550 Hz warn-level log spam on dirauth (“[warn] Weighted bandwidth is 0.000000...”)

Reported by: ln5 Owned by:
Priority: Medium Milestone: Tor: unspecified
Component: Core Tor/Tor Version:
Severity: Keywords: easy tor-auth
Cc: Actual Points:
Parent ID: Points:
Reviewer: Sponsor:

Description

maatuska sees

[warn] Weighted bandwidth is 0.000000 in node selection for rule weight as directory

_very_ often. Today, it's been seen 19602 times.

At one point today I saw 7690 of these in 14 seconds. That's about 550 Hz.

rransom says it might be because all dirauths have bandwidth weight 0
and that bwauths sets dirauths to 0. Haven't yet checked what more it
takes to end up here though.

Child Tickets

Attachments (2)

0001-rate-limit-weighted-bandwidth-is-zero-message.patch (1.5 KB) - added by andrea 7 years ago.
0001-rate-limit-weighted-bandwidth-is-zero-message-alternate.patch (2.2 KB) - added by andrea 7 years ago.
Alternate patch which also modifies message to emit unweighted bandwidth, to distinguish between possible causes

Download all attachments as: .zip

Change History (11)

comment:1 Changed 7 years ago by rransom

Milestone: Tor: 0.2.3.x-final
Summary: Extensive logging on a directory authority550 Hz warn-level log spam on dirauth (“[warn] Weighted bandwidth is 0.000000...”)

comment:2 Changed 7 years ago by nickm

Keywords: easy added

The easiest solution here would be to move the check up higher, or to use ratelim_t to rate-limit how often that warning can occur when it occurs.

comment:3 Changed 7 years ago by andrea

Status: newneeds_review

This patch rate-limits the message; since this function is called very frequently, it would probably be advisable to apply similar rate-limiting to the other two warning messages it can emit ("Round-off error in computing bandwidth had an effect on which router we chose", "Consensus is not listing bandwidths. Defaulting back to old router selection algorithm.").

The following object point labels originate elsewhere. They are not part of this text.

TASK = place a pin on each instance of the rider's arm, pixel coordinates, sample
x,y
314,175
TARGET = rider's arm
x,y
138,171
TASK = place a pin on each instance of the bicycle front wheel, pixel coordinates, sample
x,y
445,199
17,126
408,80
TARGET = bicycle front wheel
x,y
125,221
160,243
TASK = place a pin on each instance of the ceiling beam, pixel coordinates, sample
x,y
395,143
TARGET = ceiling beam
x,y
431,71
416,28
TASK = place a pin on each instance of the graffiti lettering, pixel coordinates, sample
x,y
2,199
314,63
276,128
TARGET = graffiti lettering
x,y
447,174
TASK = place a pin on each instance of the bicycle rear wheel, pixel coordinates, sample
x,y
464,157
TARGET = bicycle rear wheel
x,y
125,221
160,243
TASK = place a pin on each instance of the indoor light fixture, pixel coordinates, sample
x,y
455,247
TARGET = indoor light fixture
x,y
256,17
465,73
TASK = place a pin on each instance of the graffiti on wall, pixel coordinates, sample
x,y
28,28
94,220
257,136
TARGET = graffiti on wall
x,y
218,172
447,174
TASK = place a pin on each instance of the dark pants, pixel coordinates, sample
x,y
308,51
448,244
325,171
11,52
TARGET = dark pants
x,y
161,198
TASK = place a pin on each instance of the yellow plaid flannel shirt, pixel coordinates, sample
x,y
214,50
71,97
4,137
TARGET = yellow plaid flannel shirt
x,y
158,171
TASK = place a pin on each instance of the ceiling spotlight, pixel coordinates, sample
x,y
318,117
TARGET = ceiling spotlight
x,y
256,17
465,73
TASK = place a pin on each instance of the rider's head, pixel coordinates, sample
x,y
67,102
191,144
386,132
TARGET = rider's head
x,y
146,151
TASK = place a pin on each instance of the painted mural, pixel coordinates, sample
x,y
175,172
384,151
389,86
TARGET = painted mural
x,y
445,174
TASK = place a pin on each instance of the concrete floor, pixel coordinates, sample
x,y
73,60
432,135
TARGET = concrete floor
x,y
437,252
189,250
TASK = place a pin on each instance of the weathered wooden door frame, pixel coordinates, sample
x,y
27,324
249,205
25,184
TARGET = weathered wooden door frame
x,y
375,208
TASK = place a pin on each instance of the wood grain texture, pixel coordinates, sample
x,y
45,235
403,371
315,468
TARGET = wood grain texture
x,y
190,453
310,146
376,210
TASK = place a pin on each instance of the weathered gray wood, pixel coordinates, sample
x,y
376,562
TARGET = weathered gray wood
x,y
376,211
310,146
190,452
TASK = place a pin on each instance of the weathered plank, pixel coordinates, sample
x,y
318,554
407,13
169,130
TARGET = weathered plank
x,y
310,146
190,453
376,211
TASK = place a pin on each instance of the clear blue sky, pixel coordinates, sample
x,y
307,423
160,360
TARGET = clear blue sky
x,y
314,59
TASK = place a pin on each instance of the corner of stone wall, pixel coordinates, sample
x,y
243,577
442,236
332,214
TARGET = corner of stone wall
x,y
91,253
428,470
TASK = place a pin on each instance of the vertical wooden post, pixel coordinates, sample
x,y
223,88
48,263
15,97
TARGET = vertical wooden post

For possible further investigation: why would this sum to zero? The function exits early if the list is empty, so this message can only be emitted if the list contains one or more nodes which contribute zero bandwidth to the total and none that contribute non-zero bandwidth. A node can contribute zero bandwidth if node->rs->bandwidth is zero, or if all the weight factors applied are zero. Which is it that has occurred here?

Changed 7 years ago by andrea

Alternate patch which also modifies message to emit unweighted bandwidth, to distinguish between possible causes

comment:4 Changed 7 years ago by nickm

Milestone: Tor: 0.2.3.x-finalTor: unspecified
Status: needs_reviewneeds_information

Applying and merging the second option. Thanks!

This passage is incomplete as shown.